|
|
|
|
|
by rubyn00bie
2291 days ago
|
|
Ugh, I hate it when readme's have zero useful information; and literally only a way to cite them as a source... this is a big problem with C++ libraries. I 100% think the author(s) deserve credit for their work, and I'm sure it's brilliant, but I'll never use your work if I don't know what it does. How does this compare to anything other than being fast? Why should I use it? Can't you include a few examples, use cases, or reasons why it exists? Is it in memory, distributed, on disk... when is it fast? Does it have a binary I can run? [clicks around documentation site] ... oh shit there is a binary of something, maybe multiple... how about showing those on the readme? Or maybe talk about what algorithms are actually implemented instead of just saying lots of them are. |
|
Talking about scale would help a lot here. What's the largest dataset they've indexed? Do they shard across multiple nodes? etc.

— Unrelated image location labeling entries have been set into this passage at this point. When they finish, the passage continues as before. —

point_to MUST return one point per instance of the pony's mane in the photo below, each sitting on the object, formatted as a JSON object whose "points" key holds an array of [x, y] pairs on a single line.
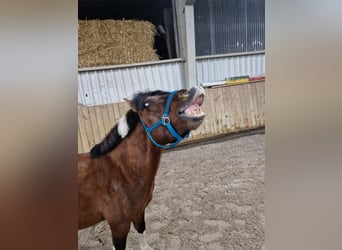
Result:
{"points": [[125, 125]]}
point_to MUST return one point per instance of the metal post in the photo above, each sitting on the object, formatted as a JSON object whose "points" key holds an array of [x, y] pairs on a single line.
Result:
{"points": [[190, 49]]}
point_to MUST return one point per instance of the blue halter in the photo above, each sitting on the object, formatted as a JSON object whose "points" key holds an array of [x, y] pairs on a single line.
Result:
{"points": [[165, 121]]}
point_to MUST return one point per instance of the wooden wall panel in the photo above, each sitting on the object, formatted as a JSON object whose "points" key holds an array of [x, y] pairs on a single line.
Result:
{"points": [[228, 109]]}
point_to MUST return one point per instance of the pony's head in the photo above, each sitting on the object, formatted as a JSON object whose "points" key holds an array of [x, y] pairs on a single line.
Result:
{"points": [[168, 117]]}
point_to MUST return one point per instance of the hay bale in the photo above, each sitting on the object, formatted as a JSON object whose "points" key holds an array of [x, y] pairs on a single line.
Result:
{"points": [[110, 42]]}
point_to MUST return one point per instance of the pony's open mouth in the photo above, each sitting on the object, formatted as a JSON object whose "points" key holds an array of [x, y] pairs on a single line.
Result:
{"points": [[192, 108]]}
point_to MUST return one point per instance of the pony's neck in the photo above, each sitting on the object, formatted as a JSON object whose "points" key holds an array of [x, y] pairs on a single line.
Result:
{"points": [[149, 154]]}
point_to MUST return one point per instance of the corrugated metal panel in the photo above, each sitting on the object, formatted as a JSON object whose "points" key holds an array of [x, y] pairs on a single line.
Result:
{"points": [[210, 69], [229, 26], [111, 85]]}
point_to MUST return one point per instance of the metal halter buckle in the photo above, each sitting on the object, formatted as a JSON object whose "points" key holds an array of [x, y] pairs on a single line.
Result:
{"points": [[165, 120]]}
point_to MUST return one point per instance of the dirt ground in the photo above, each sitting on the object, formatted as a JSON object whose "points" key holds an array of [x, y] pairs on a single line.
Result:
{"points": [[207, 195]]}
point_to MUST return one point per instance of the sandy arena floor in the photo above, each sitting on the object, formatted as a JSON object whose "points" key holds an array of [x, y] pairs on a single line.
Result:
{"points": [[208, 195]]}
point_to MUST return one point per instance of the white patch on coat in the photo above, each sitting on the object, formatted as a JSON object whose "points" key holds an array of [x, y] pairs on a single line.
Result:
{"points": [[123, 126], [143, 242]]}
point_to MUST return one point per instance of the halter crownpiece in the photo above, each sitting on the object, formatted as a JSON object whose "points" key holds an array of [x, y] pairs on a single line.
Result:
{"points": [[165, 121]]}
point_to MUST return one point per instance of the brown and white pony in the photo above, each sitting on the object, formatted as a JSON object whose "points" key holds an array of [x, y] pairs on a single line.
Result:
{"points": [[116, 179]]}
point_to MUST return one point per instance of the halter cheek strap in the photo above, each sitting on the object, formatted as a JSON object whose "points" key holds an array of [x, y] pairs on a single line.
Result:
{"points": [[165, 121]]}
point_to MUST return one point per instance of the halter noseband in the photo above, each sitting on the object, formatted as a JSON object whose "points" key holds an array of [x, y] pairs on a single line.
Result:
{"points": [[165, 121]]}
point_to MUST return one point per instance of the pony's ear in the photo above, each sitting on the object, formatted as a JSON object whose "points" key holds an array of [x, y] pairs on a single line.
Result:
{"points": [[131, 104]]}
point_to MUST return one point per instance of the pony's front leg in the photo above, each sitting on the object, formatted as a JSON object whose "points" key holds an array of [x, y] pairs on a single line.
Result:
{"points": [[139, 225], [119, 236]]}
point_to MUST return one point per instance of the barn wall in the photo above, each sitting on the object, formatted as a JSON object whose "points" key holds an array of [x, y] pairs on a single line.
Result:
{"points": [[228, 109], [104, 85]]}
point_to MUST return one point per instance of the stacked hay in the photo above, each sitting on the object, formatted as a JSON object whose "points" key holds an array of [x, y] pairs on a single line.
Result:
{"points": [[108, 42]]}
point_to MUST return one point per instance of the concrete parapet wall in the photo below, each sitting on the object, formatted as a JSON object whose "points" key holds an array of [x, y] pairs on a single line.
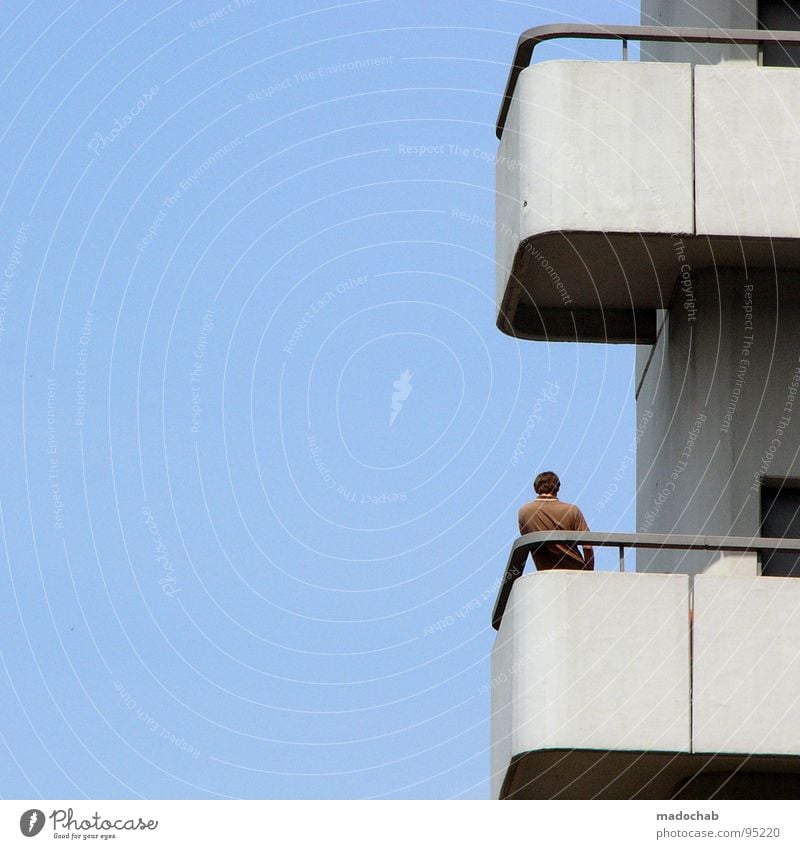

I found they had a research paper about PISA at OSIRRC (a replicability challenge for ir?) last year with some details. You can get the paper and slides off the conference site:
https://osirrc.github.io/osirrc2019/
They have run the dataset on things like ClueWeb12 (1.5TB web), but the paper was about replicable search and lacked performance comparisons to other systems. It's hard to call yourself performant unless you show you're at least as good as other implementations.